On member servers and domain controllers, the Guest account defaults to disabled status. You should not change this setting. The built-in Administrator account should be renamed and its description should be changed to prevent an attacker from destroying a remote server through that account.

Many variants of malicious code attempt to use the built-in Administrator account to destroy a single server. In recent years, the significance of these renaming configurations has been greatly reduced because there are a number of new attack tools that attempt to encroach on the server by specifying the security identity (SID) of the built-in Administrator account to determine the real name of the account. SIDs are the only values that determine each user, group, computer account, and logon session in the network. It is not possible to change the SID of a built-in account. By changing the local administrator account to a special name, you can easily monitor attack attempts on that account.

Securing the well-known accounts on the IAS server

1. Rename the Administrator and Guest accounts, and change the password on each domain and server to a long and complex value.

2. Use a different name and password on each server. If you use the same account name and password on all domains and servers, an attacker will have access to all other servers that have the same account name and password only if they are only accessed by a single member server.

3, modify the account default description to prevent the account is easily recognized.

4. Record these changes in a secure location.

Note: The built-in Administrator account can be renamed through Group Policy. Because you must choose a unique name for your environment, these settings are not configured in any of the security templates provided in this guide.
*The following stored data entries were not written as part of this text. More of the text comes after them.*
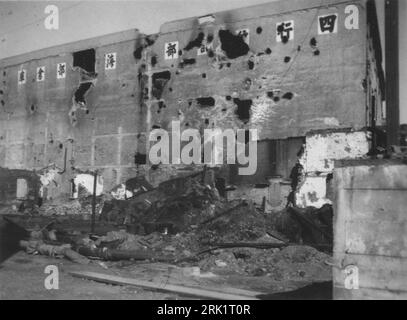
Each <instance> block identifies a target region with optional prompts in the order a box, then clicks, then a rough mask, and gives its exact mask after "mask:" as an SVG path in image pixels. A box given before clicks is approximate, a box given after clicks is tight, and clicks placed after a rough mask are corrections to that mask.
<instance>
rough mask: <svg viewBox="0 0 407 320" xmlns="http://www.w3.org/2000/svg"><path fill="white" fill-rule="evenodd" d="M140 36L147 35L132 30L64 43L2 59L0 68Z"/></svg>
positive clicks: (60, 54) (135, 29) (143, 36)
mask: <svg viewBox="0 0 407 320" xmlns="http://www.w3.org/2000/svg"><path fill="white" fill-rule="evenodd" d="M140 36H142V37H145V36H146V35H144V34H142V33H140V32H139V30H138V29H131V30H125V31H120V32H115V33H110V34H107V35H101V36H98V37H93V38H88V39H83V40H79V41H74V42H69V43H64V44H61V45H57V46H52V47H48V48H44V49H39V50H36V51H32V52H28V53H23V54H20V55H17V56H11V57H7V58H4V59H1V60H0V68H3V67H9V66H13V65H18V64H22V63H25V62H28V61H32V60H39V59H43V58H47V57H51V56H61V55H65V54H69V53H72V52H76V51H81V50H85V49H89V48H99V47H103V46H107V45H111V44H115V43H119V42H125V41H132V40H137V38H139V37H140Z"/></svg>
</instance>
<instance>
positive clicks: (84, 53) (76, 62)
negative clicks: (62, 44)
mask: <svg viewBox="0 0 407 320" xmlns="http://www.w3.org/2000/svg"><path fill="white" fill-rule="evenodd" d="M95 62H96V56H95V49H87V50H82V51H77V52H74V53H73V66H74V67H80V68H82V69H83V70H86V71H87V72H95Z"/></svg>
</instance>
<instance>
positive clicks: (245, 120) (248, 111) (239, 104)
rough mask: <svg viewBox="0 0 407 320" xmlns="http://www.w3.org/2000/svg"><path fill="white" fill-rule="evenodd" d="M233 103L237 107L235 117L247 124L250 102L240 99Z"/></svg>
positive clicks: (248, 121) (248, 118)
mask: <svg viewBox="0 0 407 320" xmlns="http://www.w3.org/2000/svg"><path fill="white" fill-rule="evenodd" d="M233 102H234V103H235V104H236V105H237V109H236V115H237V116H238V118H239V119H240V120H241V121H242V122H244V123H247V122H249V121H250V110H251V107H252V103H253V101H252V100H240V99H237V98H236V99H233Z"/></svg>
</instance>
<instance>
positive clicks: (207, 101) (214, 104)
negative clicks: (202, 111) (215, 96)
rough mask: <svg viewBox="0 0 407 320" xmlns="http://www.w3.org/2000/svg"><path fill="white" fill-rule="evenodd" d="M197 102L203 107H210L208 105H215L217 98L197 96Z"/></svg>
mask: <svg viewBox="0 0 407 320" xmlns="http://www.w3.org/2000/svg"><path fill="white" fill-rule="evenodd" d="M196 102H197V104H198V106H200V107H201V108H208V107H214V106H215V99H214V98H212V97H201V98H197V99H196Z"/></svg>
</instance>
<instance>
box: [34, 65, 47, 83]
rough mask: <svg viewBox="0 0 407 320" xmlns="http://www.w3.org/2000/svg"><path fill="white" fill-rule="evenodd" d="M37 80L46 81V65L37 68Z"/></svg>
mask: <svg viewBox="0 0 407 320" xmlns="http://www.w3.org/2000/svg"><path fill="white" fill-rule="evenodd" d="M36 78H37V82H41V81H44V79H45V67H38V68H37V77H36Z"/></svg>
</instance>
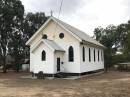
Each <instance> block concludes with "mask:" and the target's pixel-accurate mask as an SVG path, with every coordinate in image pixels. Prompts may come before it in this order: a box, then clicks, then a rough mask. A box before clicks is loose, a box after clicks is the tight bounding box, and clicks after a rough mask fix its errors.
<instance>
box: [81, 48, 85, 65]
mask: <svg viewBox="0 0 130 97" xmlns="http://www.w3.org/2000/svg"><path fill="white" fill-rule="evenodd" d="M82 59H83V62H85V48H84V46H83V48H82Z"/></svg>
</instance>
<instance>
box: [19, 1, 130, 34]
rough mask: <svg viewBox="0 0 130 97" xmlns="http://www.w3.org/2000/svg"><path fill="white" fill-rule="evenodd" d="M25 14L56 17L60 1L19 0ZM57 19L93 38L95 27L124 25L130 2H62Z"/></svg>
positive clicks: (122, 1) (58, 9) (103, 26)
mask: <svg viewBox="0 0 130 97" xmlns="http://www.w3.org/2000/svg"><path fill="white" fill-rule="evenodd" d="M21 1H22V4H23V5H24V8H25V12H26V13H27V12H33V13H35V12H45V14H46V15H47V16H48V15H50V11H51V10H52V11H53V16H54V17H56V18H57V17H58V13H59V8H60V4H61V0H21ZM59 19H61V20H63V21H64V22H66V23H68V24H70V25H72V26H74V27H76V28H78V29H80V30H82V31H84V32H85V33H87V34H88V35H90V36H93V31H94V29H95V28H96V27H98V26H102V27H106V26H108V25H110V24H114V25H118V24H121V23H126V22H127V21H128V20H129V19H130V0H63V4H62V8H61V13H60V17H59Z"/></svg>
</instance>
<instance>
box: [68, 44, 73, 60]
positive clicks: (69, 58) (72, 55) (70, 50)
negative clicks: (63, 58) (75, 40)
mask: <svg viewBox="0 0 130 97" xmlns="http://www.w3.org/2000/svg"><path fill="white" fill-rule="evenodd" d="M68 52H69V62H73V61H74V50H73V47H72V46H70V47H69V50H68Z"/></svg>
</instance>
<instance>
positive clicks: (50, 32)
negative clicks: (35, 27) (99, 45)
mask: <svg viewBox="0 0 130 97" xmlns="http://www.w3.org/2000/svg"><path fill="white" fill-rule="evenodd" d="M40 29H41V28H40ZM38 31H39V30H38ZM60 33H63V34H64V38H62V39H61V38H60V37H59V34H60ZM45 34H46V35H47V39H49V40H54V41H58V42H59V41H60V42H79V40H80V39H78V37H76V36H74V35H73V34H71V33H70V32H69V31H68V30H67V29H65V28H63V27H62V26H61V25H59V24H58V23H57V22H56V21H54V20H53V19H51V20H49V22H48V23H46V25H44V28H43V29H41V30H40V31H39V33H38V32H36V33H35V34H34V35H33V36H32V38H30V39H29V40H28V41H27V43H26V45H30V46H31V47H32V45H35V44H36V43H37V42H38V41H40V40H41V39H42V36H43V35H45ZM34 36H35V37H34Z"/></svg>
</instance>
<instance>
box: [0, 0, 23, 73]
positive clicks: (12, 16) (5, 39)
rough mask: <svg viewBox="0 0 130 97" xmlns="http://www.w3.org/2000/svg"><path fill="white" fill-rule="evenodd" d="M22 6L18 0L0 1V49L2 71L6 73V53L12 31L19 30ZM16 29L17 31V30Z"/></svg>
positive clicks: (2, 0)
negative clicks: (2, 62) (2, 64)
mask: <svg viewBox="0 0 130 97" xmlns="http://www.w3.org/2000/svg"><path fill="white" fill-rule="evenodd" d="M23 14H24V6H23V5H22V3H21V1H19V0H1V1H0V51H1V56H2V59H3V63H4V64H3V72H4V73H6V55H7V54H8V53H9V48H10V47H9V46H10V43H11V41H12V37H13V33H16V30H18V31H19V29H20V26H21V22H22V21H23ZM18 31H17V32H18Z"/></svg>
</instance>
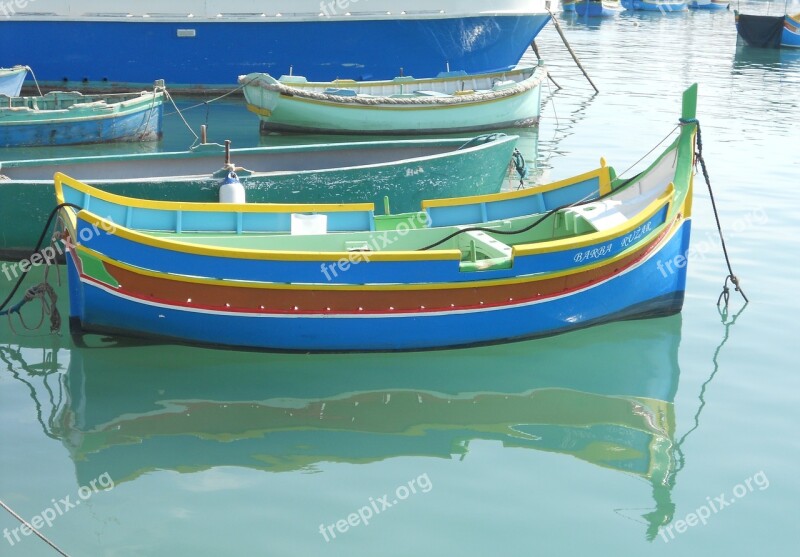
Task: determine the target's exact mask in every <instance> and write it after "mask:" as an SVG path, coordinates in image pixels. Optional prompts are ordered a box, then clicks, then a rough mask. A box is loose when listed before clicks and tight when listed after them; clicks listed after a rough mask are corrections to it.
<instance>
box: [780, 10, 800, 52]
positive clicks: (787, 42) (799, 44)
mask: <svg viewBox="0 0 800 557" xmlns="http://www.w3.org/2000/svg"><path fill="white" fill-rule="evenodd" d="M781 46H782V47H784V48H800V21H798V20H796V19H793V18H790V17H789V16H786V20H785V21H784V24H783V34H782V35H781Z"/></svg>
In the three environments defined in this guidance, you can configure the account: Rename administrator account setting to rename the Administrator account. This setting is part of the security option settings in Group Policy.
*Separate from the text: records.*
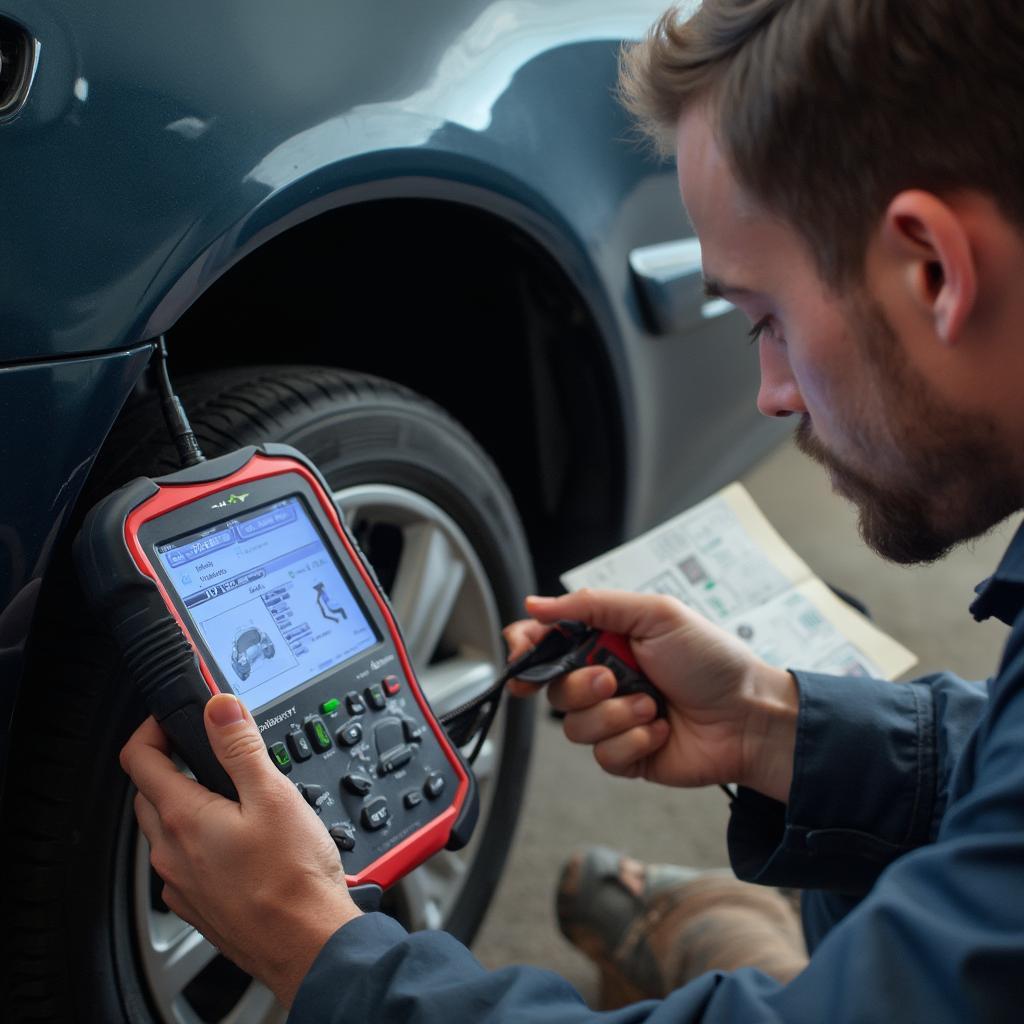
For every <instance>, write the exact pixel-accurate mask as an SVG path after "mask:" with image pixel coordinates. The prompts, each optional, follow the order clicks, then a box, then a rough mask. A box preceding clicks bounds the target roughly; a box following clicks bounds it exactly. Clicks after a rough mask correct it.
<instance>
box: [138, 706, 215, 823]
mask: <svg viewBox="0 0 1024 1024" xmlns="http://www.w3.org/2000/svg"><path fill="white" fill-rule="evenodd" d="M169 749H170V748H169V744H168V742H167V737H166V736H165V735H164V732H163V730H162V729H161V728H160V726H159V725H157V723H156V722H155V721H154V720H153V719H152V718H151V719H147V720H146V721H145V722H143V723H142V725H140V726H139V727H138V729H136V730H135V733H134V735H133V736H132V737H131V739H129V740H128V742H127V743H125V745H124V748H123V750H122V751H121V766H122V767H123V768H124V770H125V771H126V772H127V773H128V776H129V777H130V778H131V780H132V781H133V782H134V783H135V786H136V788H137V790H138V791H139V792H140V793H142V794H144V795H145V798H146V799H147V800H148V801H150V803H151V804H154V805H156V806H158V807H160V806H163V805H164V804H165V803H168V802H173V801H180V800H195V799H196V797H197V795H198V794H199V793H208V791H207V790H206V788H204V787H203V786H201V785H200V784H199V783H198V782H197V781H196V780H195V779H190V778H188V777H186V776H185V775H182V774H181V772H180V771H178V769H177V766H176V765H175V764H174V762H173V761H172V760H171V759H170V757H169V754H168V752H169Z"/></svg>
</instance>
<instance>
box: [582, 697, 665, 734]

Secure the service Account

Do not configure the service to run in the security context of the domain account unless absolutely necessary. If the physical security of the server is compromised, the domain account password can easily be obtained by dumping the Local Security Authority (LSA) secret.

Summarize

This chapter explains the server hardening settings that you must follow to protect IAS server security in the Enterprise Client environment defined in this guidance. These settings may also apply in other environments defined in this guidance, but are not tested or validated. The settings we discuss are configured and applied through Group Policy. Based on the services provided by these servers, you can link the Group Policy object (GPO) that can provide useful supplements to the MSBP to the organizational unit (OU) that contains the IAS servers in your organization to provide additional security.